問題は「責任」と「決めていい範囲」がずれていること
仕事では、作業を任されることと、全部を決めていいことは別です。
たとえば「取引先への提案を進めて」と言われても、
資料の構成は自分で決めていいのか。 価格は出していいのか。 納期は約束していいのか。 送る前に確認が必要なのか。
ここで権限が変わります。
結果だけ求められて、判断は毎回上司の許可が必要なら、主体性だけでは解決しません。
アクセルを踏めと言われているのに、ハンドルは上司が持っています。
仕事を3つに分ける
まず、自分の仕事を3つに分けます。
- 自分がやる作業
- 自分で決めていいこと
- 上司の確認が必要なこと
これを言葉にします。
「Aまでは私の判断で進めます。Bは確認後に進める理解で合っていますか」
この聞き方なら、全部を上司へ丸投げしません。
同時に、勝手に決めていい範囲も確認できます。
「どうすればいいですか?」より、案と境界を出す
毎回「どうすればいいですか?」と聞くと、受け身に見られることがあります。
なので、案を持って確認します。
「A案で進めたいです。価格だけは判断権限がないので確認をお願いします」
これなら主体性は出せます。
しかも、自分にない権限まで背負いません。
口頭の指示は短く残す
指示があとから変わるなら、記録を残します。
長い議事録はいりません。
「本日の確認です。Aは私が進めます。Bは確認後に実施します。期限は金曜です」
これくらいで十分です。
目的は上司を捕まえることではありません。
あとから「そんなこと言った?」になったとき、自分の記憶だけで戦わなくて済むようにすることです。
記憶対記憶のバトル、だいたい決着しません。
「何をしても怒られる」を分解する
「いつも否定される」と感じたら、場面を分けて見ます。
何を頼まれたか。 どこまで動いたか。 何を確認したか。 どこで怒られたか。 次に求められたことは何か。

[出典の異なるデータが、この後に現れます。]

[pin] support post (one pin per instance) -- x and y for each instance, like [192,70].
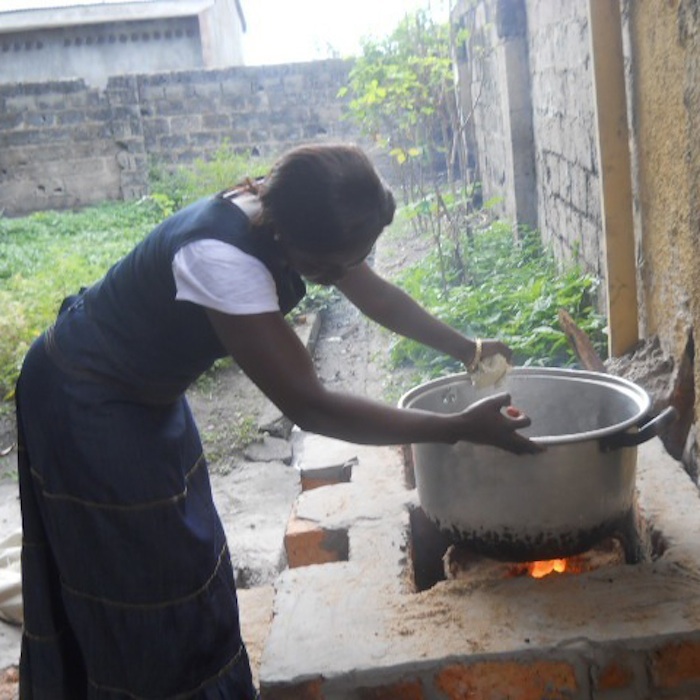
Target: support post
[605,26]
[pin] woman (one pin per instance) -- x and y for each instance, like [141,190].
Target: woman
[128,584]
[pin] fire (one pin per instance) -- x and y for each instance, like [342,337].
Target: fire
[540,569]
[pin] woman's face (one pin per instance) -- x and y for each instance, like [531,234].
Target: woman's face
[327,268]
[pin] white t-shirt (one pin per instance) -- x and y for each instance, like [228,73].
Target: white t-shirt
[219,276]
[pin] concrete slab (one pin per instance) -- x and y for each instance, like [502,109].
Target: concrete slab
[357,624]
[255,607]
[255,501]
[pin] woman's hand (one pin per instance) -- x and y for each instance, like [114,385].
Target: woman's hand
[492,421]
[490,347]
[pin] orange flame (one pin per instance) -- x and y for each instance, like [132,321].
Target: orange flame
[540,569]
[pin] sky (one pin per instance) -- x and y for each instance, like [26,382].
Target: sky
[288,31]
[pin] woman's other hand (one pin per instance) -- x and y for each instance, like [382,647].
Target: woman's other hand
[493,421]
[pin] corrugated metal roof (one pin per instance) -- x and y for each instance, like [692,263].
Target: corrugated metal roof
[21,5]
[19,15]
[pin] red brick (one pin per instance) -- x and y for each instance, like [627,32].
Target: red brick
[498,680]
[615,676]
[406,690]
[311,690]
[675,664]
[307,543]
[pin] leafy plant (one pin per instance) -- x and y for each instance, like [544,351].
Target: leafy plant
[175,188]
[514,293]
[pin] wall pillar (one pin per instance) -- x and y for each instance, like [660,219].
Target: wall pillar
[615,174]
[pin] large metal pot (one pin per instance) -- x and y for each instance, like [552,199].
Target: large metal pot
[557,503]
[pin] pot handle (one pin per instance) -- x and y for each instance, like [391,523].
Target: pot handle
[645,432]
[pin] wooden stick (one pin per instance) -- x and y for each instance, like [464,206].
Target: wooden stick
[581,343]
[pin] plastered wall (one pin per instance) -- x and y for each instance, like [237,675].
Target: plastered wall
[661,42]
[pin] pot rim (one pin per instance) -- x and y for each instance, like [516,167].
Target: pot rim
[619,384]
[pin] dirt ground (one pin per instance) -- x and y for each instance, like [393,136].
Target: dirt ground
[349,354]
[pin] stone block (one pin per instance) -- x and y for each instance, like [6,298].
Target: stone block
[677,664]
[518,680]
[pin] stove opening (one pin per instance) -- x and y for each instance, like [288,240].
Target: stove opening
[436,557]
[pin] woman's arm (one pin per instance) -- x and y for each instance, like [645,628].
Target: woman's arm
[392,308]
[266,348]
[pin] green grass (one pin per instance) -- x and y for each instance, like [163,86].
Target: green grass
[513,290]
[46,256]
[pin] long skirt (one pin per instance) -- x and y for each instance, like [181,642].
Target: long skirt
[127,581]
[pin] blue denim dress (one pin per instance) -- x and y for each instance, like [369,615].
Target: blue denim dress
[128,584]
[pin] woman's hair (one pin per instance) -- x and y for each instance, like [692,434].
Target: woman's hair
[322,198]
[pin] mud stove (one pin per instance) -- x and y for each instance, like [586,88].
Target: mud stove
[374,606]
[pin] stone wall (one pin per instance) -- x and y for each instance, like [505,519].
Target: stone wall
[64,144]
[532,102]
[568,195]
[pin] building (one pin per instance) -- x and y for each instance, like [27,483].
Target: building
[94,39]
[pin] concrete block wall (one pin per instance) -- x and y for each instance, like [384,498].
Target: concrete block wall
[534,119]
[64,144]
[568,197]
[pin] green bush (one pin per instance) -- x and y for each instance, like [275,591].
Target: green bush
[514,292]
[46,256]
[174,189]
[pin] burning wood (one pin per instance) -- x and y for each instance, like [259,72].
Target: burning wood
[461,563]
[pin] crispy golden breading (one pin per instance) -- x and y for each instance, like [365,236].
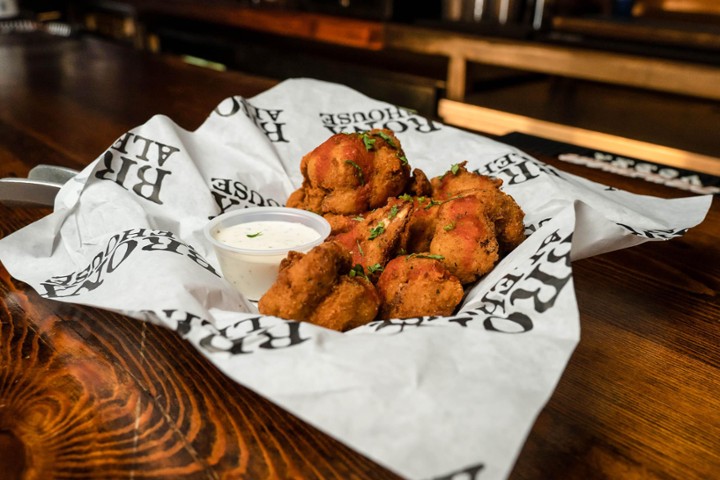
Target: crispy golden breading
[375,239]
[401,245]
[465,238]
[421,225]
[501,208]
[351,173]
[315,287]
[353,302]
[420,185]
[304,280]
[341,223]
[416,286]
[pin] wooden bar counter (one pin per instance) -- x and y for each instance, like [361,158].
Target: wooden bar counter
[89,394]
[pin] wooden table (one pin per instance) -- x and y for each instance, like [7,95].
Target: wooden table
[89,394]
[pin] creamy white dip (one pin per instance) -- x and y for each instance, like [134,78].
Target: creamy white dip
[254,273]
[267,235]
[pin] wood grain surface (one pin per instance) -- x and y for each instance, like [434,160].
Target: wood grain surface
[89,394]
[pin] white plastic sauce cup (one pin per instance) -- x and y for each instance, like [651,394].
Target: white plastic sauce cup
[253,271]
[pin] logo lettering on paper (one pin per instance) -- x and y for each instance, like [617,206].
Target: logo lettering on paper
[137,164]
[230,193]
[468,473]
[392,118]
[655,234]
[116,252]
[516,168]
[266,119]
[243,337]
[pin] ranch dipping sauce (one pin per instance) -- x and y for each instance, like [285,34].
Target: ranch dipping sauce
[250,243]
[267,235]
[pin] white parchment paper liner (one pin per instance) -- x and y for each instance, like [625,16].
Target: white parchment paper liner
[450,397]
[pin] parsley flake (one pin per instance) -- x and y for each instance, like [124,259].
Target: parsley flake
[357,271]
[375,268]
[388,139]
[393,212]
[368,141]
[358,171]
[379,229]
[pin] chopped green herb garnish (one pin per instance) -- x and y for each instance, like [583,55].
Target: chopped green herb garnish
[375,268]
[432,203]
[393,212]
[357,271]
[358,171]
[368,141]
[379,229]
[388,139]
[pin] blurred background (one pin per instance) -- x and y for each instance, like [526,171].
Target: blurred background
[644,70]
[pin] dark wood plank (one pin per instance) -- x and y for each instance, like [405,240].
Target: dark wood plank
[86,393]
[89,394]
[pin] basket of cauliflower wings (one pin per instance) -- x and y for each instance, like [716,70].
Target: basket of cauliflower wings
[402,245]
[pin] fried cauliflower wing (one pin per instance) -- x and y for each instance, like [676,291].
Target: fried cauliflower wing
[416,286]
[465,238]
[351,173]
[315,287]
[353,302]
[501,208]
[376,237]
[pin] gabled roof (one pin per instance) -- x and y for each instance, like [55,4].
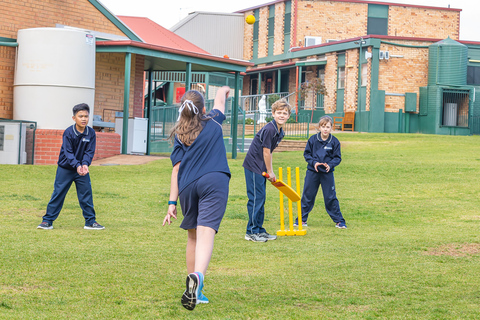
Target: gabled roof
[153,33]
[357,1]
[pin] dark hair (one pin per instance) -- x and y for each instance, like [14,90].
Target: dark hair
[80,107]
[189,126]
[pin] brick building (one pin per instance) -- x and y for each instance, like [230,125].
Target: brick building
[375,58]
[122,58]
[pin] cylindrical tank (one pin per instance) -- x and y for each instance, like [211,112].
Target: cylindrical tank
[447,63]
[55,70]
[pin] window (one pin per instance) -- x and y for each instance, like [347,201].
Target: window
[473,76]
[377,19]
[2,137]
[455,105]
[271,29]
[341,78]
[255,34]
[364,75]
[286,26]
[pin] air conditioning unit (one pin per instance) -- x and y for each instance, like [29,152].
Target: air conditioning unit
[312,41]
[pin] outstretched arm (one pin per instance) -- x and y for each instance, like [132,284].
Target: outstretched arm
[221,98]
[172,209]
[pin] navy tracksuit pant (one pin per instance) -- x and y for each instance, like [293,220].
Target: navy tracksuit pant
[256,192]
[63,180]
[310,188]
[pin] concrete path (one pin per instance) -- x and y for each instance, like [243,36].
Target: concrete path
[125,159]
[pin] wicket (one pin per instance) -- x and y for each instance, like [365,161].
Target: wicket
[291,231]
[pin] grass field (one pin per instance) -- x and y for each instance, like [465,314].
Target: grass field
[411,250]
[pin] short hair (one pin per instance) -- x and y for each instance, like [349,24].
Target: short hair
[80,107]
[324,120]
[280,105]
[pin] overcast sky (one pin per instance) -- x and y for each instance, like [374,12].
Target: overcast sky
[168,12]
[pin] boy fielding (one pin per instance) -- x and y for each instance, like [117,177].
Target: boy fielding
[322,154]
[76,155]
[257,161]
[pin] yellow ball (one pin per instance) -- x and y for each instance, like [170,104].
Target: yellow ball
[250,19]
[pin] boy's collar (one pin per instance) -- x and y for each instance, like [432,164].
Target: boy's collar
[78,132]
[276,126]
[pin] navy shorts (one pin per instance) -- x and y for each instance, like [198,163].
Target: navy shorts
[204,201]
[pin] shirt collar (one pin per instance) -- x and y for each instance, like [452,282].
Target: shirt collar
[77,133]
[319,137]
[276,127]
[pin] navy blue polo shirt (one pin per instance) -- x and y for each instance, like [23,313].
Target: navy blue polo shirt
[78,148]
[206,154]
[268,137]
[323,151]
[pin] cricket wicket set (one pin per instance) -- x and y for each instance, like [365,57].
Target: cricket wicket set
[291,231]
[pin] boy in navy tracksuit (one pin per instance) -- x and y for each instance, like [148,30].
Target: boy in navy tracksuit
[76,155]
[257,161]
[322,154]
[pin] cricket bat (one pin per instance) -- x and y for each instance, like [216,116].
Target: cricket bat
[284,188]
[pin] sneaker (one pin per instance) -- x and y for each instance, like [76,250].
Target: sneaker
[304,224]
[341,225]
[94,226]
[189,297]
[268,236]
[255,237]
[201,297]
[45,225]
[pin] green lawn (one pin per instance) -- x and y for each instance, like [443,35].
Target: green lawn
[411,250]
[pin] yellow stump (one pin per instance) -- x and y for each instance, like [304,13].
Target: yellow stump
[281,232]
[291,231]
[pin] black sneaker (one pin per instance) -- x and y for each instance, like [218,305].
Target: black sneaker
[189,297]
[94,226]
[255,237]
[268,236]
[45,225]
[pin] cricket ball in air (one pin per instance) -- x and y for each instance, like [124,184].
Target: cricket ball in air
[250,19]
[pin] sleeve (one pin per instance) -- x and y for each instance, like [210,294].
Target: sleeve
[336,156]
[178,152]
[218,116]
[266,137]
[308,153]
[68,151]
[90,150]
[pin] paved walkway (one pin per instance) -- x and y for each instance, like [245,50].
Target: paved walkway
[125,159]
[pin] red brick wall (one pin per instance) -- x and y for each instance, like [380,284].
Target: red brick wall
[48,143]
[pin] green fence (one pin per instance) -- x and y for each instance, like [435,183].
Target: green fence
[249,123]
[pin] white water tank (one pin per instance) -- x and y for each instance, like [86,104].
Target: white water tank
[55,70]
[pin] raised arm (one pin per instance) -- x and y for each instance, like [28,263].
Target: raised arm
[221,98]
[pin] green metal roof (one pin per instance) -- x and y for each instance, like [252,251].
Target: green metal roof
[158,58]
[119,24]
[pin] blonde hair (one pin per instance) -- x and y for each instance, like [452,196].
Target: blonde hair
[324,120]
[280,105]
[189,124]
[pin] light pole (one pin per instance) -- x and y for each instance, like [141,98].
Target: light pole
[361,42]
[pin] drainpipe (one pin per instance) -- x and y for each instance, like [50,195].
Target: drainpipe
[295,24]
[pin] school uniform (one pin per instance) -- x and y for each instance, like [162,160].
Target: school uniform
[203,175]
[254,164]
[78,149]
[322,151]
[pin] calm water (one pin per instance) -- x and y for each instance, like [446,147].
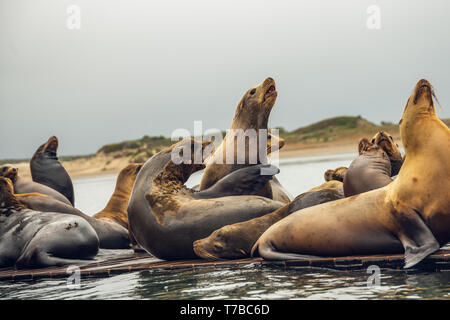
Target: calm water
[250,282]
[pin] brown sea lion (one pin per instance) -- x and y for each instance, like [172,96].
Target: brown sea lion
[410,215]
[23,185]
[252,113]
[47,170]
[31,239]
[235,241]
[116,208]
[337,174]
[378,160]
[166,218]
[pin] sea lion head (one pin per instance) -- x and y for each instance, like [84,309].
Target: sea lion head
[420,106]
[254,108]
[8,201]
[50,147]
[10,172]
[386,142]
[224,243]
[337,174]
[128,174]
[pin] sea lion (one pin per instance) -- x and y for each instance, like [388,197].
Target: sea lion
[410,215]
[337,174]
[47,170]
[235,241]
[116,208]
[166,218]
[31,239]
[378,160]
[23,185]
[251,115]
[111,224]
[387,143]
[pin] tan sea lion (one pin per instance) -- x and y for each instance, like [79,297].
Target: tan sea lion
[116,208]
[410,215]
[23,185]
[235,241]
[31,239]
[166,218]
[252,113]
[378,160]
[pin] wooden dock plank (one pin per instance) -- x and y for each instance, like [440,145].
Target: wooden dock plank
[440,260]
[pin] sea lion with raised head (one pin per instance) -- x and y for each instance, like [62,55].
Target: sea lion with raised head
[251,115]
[235,241]
[410,215]
[23,185]
[31,239]
[166,218]
[378,160]
[47,170]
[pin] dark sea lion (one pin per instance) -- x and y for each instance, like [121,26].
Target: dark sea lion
[252,113]
[235,241]
[166,218]
[111,224]
[47,170]
[410,215]
[337,174]
[23,185]
[387,143]
[378,160]
[31,239]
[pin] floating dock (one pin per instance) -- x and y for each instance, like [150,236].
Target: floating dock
[131,262]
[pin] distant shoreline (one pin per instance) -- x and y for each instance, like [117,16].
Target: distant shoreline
[102,165]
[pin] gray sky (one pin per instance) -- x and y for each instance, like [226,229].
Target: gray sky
[149,67]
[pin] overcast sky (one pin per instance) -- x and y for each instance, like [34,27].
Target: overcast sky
[139,68]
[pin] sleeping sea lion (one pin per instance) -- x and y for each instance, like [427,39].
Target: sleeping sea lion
[23,185]
[378,160]
[31,239]
[111,224]
[235,241]
[166,218]
[410,215]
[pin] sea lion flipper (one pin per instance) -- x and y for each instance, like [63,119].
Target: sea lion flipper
[266,249]
[245,181]
[417,238]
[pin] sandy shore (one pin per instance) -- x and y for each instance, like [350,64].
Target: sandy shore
[102,164]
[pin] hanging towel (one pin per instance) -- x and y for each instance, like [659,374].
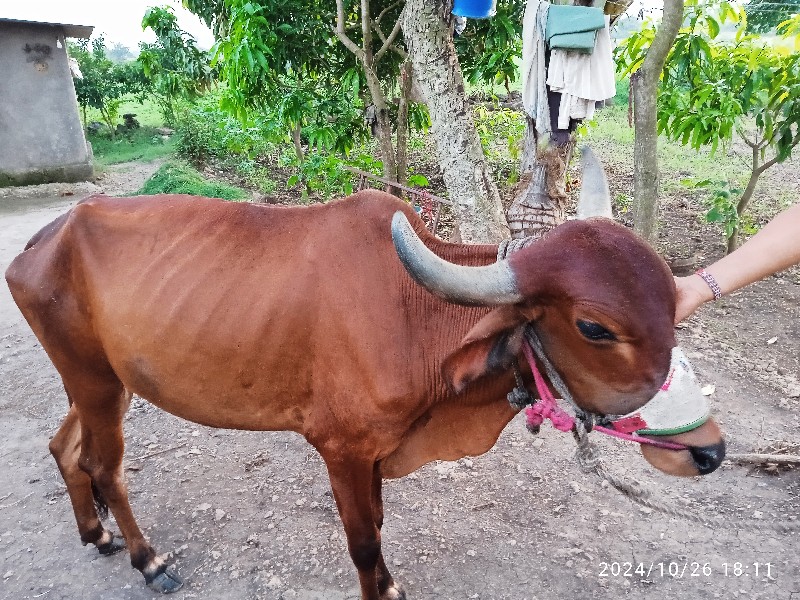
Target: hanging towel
[534,66]
[582,79]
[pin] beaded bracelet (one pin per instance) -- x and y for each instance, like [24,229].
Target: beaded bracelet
[712,283]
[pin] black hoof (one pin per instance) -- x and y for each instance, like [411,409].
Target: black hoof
[395,592]
[115,545]
[166,582]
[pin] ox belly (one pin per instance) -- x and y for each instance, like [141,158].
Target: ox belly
[230,316]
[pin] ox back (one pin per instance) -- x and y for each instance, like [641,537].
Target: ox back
[263,318]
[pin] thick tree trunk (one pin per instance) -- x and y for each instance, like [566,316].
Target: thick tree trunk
[428,36]
[645,151]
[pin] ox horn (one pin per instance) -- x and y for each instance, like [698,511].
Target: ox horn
[595,199]
[477,286]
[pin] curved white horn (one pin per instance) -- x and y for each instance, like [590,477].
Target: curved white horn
[595,199]
[479,286]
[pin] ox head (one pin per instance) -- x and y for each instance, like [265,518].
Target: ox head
[599,299]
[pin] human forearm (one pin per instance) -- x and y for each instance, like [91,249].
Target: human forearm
[774,248]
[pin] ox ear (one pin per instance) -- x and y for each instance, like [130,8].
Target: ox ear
[490,347]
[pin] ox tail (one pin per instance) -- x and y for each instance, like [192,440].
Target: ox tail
[100,504]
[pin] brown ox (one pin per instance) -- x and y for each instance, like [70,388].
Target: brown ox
[247,317]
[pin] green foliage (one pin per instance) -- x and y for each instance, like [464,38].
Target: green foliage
[501,131]
[710,88]
[175,68]
[489,50]
[206,132]
[103,84]
[764,15]
[326,174]
[141,144]
[177,178]
[722,202]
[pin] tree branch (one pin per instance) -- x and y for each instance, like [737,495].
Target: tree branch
[386,10]
[366,33]
[342,36]
[390,40]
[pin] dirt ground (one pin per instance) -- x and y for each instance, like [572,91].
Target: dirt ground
[249,515]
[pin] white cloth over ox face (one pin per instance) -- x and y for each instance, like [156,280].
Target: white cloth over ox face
[679,406]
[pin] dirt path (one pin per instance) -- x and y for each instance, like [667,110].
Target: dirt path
[249,515]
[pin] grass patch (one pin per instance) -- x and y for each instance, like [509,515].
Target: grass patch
[147,112]
[676,162]
[178,178]
[140,144]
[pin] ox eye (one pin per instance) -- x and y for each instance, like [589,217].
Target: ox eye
[594,331]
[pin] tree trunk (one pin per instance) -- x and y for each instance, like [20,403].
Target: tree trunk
[755,172]
[383,125]
[428,35]
[402,122]
[645,150]
[540,196]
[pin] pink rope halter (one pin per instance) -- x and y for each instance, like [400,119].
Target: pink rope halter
[548,408]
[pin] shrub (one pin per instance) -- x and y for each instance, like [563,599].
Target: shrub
[177,178]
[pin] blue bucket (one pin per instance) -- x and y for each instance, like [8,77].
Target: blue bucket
[475,9]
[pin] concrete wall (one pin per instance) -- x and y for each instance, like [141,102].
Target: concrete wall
[41,137]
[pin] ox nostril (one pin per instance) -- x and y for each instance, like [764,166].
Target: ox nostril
[708,458]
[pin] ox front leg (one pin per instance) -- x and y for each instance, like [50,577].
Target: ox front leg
[101,406]
[356,488]
[65,448]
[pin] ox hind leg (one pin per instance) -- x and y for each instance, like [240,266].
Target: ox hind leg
[100,405]
[86,503]
[356,487]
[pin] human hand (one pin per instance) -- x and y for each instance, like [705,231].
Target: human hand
[690,293]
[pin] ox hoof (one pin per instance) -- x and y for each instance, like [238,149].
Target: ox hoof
[115,545]
[394,592]
[166,582]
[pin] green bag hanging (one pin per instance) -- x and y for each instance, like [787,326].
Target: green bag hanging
[573,27]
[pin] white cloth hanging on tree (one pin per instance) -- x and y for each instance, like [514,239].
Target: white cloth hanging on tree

これを何回か並べると、基準が本当に変わっているのかが見えます。
次の打ち合わせでは、質問を3つくらいに絞ります。
- 今回の完成条件は何か
- 最後に誰が決めるのか
- 自分だけで決めていい範囲はどこまでか
ここが毎回変わるなら、「自分がダメだから」だけでは説明できません。
確認しても改善しないなら、一人で直そうとしない
記録して、確認して、それでも責任だけがこちらへ来る。
判断基準も権限も出てこない。
そこまで来たら、個人の会話術だけで直すのは難しいです。
信頼できる人へ相談する。 社内の相談先を使う。 必要なら人事へ持っていく。 環境を変えることも考える。
相談するときは、「上司が嫌い」だけではなく、実際の依頼と判断範囲を時系列で出すと話しやすくなります。
主体性とは、エスパーになることではない
主体性は、上司の頭の中を読んで正解を当てる能力ではありません。
自分で考える。 案を出す。 自分で決められないところは確認する。
それで十分です。
「自分で考えろ」と「勝手に決めるな」が同時に来たら、自分を責める前にルールを出してもらう。
読心ゲームを仕事にしない方がいいです。